Plaintiff must establish “either that federal law creates the cause of action or that the plaintiffs right to relief necessarily depends on the resolution of a substantial question of federal law.” Williams v. Ragnone, 147 F.3d 700, 702 (8th Cir. 1998). See also Northwest South Dakota Production Credit Ass 'n v. Smith, 784 F.2d 323, 325 (8th Cir. 1986) (stating that “[a] non-ffivolous claim of a right or remedy under a federal statute is sufficient to invoke federal question jurisdiction”). “If the asserted basis of federal jurisdiction is patently meritless, then dismissal for lack of jurisdiction is appropriate.” Biscanin v. Merrill Lynch & Co., Inc., 407 F.3d 905, 907 (8th Cir. 2005).

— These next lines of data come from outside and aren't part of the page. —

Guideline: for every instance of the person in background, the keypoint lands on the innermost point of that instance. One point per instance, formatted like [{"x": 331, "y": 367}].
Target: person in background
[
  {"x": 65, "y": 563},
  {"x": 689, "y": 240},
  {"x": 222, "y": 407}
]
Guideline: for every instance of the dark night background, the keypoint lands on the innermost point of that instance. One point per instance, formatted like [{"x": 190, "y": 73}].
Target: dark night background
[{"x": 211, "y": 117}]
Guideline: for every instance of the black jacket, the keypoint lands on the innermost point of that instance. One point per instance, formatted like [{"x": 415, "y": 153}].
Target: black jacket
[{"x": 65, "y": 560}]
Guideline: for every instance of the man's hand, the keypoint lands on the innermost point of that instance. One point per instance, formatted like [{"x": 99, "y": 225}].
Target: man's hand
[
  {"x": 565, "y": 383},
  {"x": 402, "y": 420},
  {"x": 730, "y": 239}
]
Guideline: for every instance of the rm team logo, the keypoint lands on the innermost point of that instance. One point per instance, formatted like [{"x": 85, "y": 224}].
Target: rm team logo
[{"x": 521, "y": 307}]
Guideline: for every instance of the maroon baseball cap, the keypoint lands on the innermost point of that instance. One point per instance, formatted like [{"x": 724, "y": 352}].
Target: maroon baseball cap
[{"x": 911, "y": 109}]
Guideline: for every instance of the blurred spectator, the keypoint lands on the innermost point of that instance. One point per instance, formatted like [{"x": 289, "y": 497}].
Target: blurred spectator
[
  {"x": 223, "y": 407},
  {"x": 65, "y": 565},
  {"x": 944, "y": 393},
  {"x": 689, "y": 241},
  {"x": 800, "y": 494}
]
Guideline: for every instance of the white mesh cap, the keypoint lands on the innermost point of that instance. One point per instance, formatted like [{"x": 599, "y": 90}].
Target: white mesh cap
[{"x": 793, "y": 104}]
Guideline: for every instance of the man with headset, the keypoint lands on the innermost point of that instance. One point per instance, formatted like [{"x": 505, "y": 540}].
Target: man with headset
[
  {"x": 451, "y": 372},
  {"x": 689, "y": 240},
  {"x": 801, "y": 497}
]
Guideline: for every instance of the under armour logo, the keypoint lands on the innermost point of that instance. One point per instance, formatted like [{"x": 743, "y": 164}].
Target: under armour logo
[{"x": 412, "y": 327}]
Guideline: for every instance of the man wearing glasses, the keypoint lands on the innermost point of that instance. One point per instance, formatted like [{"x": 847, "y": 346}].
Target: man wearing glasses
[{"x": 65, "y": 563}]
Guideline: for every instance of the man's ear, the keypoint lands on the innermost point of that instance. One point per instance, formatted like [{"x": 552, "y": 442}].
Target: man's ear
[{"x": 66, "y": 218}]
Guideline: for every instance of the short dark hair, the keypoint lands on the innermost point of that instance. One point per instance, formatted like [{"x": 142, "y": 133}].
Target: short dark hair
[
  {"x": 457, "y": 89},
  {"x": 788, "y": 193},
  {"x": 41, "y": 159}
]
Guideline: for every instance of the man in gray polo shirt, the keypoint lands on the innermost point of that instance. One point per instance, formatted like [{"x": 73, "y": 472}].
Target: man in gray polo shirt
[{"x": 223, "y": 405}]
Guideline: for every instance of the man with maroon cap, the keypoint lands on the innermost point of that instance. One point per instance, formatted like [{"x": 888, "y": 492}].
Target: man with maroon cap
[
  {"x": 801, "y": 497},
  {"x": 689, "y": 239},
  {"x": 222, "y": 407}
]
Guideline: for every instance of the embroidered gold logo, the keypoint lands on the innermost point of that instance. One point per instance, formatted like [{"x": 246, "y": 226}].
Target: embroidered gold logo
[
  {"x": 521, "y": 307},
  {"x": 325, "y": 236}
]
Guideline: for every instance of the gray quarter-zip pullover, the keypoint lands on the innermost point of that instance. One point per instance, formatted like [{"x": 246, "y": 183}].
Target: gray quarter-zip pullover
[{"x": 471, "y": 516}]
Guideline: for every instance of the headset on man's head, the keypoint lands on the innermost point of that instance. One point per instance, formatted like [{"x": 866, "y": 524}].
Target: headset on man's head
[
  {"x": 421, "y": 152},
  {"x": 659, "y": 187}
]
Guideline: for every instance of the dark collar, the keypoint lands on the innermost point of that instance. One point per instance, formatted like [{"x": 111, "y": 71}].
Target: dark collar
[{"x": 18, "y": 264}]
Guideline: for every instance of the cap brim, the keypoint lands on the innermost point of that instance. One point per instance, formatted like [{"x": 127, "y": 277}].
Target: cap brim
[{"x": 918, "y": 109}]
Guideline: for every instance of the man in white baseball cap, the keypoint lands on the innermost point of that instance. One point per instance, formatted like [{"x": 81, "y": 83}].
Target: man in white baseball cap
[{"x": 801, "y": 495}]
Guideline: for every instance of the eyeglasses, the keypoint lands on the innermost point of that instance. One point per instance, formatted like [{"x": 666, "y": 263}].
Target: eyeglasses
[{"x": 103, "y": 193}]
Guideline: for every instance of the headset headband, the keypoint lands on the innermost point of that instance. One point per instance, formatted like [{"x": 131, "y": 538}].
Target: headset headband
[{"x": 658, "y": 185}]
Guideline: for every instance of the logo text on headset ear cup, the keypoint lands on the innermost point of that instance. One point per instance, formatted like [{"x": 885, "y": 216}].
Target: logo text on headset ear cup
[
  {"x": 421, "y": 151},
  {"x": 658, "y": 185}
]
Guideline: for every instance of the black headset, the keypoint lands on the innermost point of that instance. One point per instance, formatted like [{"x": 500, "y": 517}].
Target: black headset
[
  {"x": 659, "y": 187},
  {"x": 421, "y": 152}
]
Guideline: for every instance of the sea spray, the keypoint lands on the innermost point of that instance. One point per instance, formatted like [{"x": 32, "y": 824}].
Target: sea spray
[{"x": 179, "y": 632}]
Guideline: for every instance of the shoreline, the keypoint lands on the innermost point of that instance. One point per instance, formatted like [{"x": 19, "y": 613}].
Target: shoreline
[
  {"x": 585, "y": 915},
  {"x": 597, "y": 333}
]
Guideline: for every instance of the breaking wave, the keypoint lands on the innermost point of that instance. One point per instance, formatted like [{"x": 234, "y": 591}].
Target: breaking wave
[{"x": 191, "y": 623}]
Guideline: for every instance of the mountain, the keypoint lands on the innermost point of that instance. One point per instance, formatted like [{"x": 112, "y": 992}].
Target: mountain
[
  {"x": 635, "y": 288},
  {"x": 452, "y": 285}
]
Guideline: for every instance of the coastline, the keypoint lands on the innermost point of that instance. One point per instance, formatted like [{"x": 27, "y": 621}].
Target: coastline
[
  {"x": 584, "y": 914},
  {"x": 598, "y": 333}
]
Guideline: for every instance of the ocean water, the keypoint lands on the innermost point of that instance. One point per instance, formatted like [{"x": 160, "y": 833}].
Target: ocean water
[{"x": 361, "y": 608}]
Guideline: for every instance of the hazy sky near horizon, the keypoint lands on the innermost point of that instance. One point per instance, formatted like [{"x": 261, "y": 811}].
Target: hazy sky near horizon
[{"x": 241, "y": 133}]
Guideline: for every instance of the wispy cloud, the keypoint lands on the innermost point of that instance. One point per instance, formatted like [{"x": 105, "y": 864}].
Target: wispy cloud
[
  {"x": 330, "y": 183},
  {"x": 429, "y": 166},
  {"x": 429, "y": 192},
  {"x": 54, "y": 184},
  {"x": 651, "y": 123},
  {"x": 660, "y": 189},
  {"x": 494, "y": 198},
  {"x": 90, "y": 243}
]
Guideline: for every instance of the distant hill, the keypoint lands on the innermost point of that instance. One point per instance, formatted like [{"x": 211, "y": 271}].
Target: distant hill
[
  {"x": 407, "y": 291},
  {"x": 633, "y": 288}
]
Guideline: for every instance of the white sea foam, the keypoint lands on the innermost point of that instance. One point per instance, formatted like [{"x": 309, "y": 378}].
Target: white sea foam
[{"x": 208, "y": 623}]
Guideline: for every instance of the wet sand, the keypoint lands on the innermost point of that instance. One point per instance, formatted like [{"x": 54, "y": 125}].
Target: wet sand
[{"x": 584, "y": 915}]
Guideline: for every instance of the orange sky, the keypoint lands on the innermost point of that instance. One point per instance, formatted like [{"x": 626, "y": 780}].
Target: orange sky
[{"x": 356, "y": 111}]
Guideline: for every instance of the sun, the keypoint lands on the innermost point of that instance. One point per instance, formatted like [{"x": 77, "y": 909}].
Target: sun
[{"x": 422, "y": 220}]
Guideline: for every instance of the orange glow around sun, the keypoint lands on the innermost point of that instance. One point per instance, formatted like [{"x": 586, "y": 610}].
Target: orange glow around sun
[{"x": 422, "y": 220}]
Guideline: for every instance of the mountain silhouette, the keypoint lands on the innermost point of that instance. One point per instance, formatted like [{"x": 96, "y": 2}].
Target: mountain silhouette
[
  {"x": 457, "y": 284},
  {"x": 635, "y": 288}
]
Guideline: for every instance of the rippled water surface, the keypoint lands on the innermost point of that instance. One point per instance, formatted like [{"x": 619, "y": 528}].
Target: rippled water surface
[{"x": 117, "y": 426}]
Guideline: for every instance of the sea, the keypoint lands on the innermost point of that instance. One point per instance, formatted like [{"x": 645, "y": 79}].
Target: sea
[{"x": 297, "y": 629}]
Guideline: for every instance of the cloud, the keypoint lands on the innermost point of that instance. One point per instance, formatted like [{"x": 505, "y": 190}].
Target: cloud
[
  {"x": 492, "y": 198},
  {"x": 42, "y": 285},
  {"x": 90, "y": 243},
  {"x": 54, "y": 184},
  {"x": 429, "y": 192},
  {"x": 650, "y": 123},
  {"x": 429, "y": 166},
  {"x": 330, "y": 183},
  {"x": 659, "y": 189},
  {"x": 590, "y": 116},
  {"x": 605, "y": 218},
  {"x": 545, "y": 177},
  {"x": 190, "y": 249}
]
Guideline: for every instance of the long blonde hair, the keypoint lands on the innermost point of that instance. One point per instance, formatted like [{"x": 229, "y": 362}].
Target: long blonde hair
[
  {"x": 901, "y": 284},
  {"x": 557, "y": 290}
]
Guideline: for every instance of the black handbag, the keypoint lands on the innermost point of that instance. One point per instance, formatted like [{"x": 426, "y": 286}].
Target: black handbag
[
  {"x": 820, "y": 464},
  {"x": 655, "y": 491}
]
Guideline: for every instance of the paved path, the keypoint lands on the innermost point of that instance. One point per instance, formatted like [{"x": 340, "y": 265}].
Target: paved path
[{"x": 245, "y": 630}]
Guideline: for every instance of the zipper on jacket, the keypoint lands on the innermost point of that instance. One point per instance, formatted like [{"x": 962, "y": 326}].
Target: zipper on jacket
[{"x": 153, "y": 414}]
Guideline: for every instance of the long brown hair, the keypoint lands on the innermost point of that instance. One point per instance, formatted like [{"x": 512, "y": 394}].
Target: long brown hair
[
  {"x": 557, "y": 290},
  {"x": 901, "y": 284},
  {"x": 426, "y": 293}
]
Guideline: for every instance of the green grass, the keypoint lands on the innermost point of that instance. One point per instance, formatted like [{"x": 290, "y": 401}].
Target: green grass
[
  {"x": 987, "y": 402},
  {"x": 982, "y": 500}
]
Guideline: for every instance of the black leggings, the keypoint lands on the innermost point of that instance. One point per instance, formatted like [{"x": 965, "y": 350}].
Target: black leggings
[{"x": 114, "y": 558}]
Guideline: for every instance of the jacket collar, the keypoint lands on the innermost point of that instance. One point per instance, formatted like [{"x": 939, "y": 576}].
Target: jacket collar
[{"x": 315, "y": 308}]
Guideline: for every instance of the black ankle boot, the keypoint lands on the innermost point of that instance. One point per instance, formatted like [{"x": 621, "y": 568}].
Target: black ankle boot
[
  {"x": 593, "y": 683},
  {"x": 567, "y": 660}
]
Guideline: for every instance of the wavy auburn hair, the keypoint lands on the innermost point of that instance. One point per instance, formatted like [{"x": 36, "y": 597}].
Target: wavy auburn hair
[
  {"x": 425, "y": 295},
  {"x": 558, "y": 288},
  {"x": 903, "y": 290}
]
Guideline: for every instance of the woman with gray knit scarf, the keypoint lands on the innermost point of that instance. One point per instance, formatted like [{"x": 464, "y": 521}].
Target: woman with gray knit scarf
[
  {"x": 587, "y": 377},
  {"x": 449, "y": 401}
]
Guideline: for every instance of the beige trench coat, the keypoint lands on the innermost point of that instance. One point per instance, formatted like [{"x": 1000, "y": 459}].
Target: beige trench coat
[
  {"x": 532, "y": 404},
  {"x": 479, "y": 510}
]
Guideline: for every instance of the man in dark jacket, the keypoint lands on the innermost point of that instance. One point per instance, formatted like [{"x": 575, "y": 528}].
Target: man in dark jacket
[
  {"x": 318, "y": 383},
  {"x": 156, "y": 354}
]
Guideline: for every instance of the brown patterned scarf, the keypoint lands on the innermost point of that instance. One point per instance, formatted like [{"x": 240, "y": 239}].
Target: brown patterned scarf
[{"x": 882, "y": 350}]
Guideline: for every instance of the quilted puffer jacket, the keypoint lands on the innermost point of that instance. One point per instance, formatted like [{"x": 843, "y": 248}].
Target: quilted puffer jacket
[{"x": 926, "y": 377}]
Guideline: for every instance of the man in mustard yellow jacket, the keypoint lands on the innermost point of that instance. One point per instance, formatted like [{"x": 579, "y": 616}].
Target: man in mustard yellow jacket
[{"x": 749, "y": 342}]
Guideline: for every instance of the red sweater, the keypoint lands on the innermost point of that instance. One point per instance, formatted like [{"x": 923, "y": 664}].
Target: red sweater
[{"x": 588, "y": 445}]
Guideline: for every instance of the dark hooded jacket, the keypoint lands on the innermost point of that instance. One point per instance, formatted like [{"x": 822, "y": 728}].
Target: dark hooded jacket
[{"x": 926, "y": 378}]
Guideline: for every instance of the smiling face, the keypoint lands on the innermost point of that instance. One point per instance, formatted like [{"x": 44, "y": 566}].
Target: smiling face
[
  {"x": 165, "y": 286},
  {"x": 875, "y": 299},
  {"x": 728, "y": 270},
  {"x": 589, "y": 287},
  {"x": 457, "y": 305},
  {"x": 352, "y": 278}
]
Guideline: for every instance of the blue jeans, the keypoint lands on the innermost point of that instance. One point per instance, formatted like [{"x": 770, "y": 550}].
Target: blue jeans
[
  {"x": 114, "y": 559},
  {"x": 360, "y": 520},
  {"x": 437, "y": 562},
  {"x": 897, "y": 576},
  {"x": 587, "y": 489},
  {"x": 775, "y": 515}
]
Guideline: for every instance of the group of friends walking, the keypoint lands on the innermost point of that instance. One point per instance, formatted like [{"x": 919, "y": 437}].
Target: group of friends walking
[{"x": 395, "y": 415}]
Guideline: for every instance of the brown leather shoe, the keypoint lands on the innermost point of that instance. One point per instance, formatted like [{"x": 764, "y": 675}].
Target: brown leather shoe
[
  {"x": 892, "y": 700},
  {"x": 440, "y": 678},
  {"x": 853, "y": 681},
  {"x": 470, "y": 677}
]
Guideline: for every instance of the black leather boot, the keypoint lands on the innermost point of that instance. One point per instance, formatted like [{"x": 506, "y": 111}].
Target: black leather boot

In this case, plaintiff has not presented a federal question as he does not point to any specific federal statutes, federal treaties, or constitutional provisions at issue. He does not allege that he is suing a federal agency or employee. The defendants are not state actors, meaning that this cannot be construed as an action under 42 U.S.C. § 1983. Instead, plaintiff appears to be complaining that a privately-owned apartment complex and its employees breached his lease agreement by providing subpar living conditions and exposing him to safety issues. Such a complaint does not give rise to a federal claim. Plaintiff states in his response to the Court's Order to Show Cause that he would like to bring this action pursuant to federal question jurisdiction in order to see “w[he]ther any of [his] civil liberties have been violated by this establishment.” ECF No. 9 at 2. Although the Court is to give plaintiffs complaint the benefit of a liberal construction, the Court will not create facts or construct claims. See Stone, 364 F.3d at 914-15 (refusing to supply additional facts or to construct a legal theory for a self-represented plaintiff). While plaintiff also complains that the defendants incorrectly told him he would lose his Section 8 benefits if he were to move and generally treated him with disrespect because of his disabilities, he simply has not established “that federal law creates the cause of action or that the plaintiffs right to relief necessarily depends on the resolution of a substantial question of federal law.” Therefore, plaintiff has not carried his burden of showing the existence of federal question jurisdiction.
Accordingly, IT IS HEREBY ORDERED that this case is DISMISSED without prejudice pursuant to Federal Rule of Civil Procedure 12(h)(3) for lack of subject matter jurisdiction. A separate Order of Dismissal shall accompany this Memorandum and Order.
IT IS FURTHER ORDERED that an appeal of this dismissal would not be taken in good faith.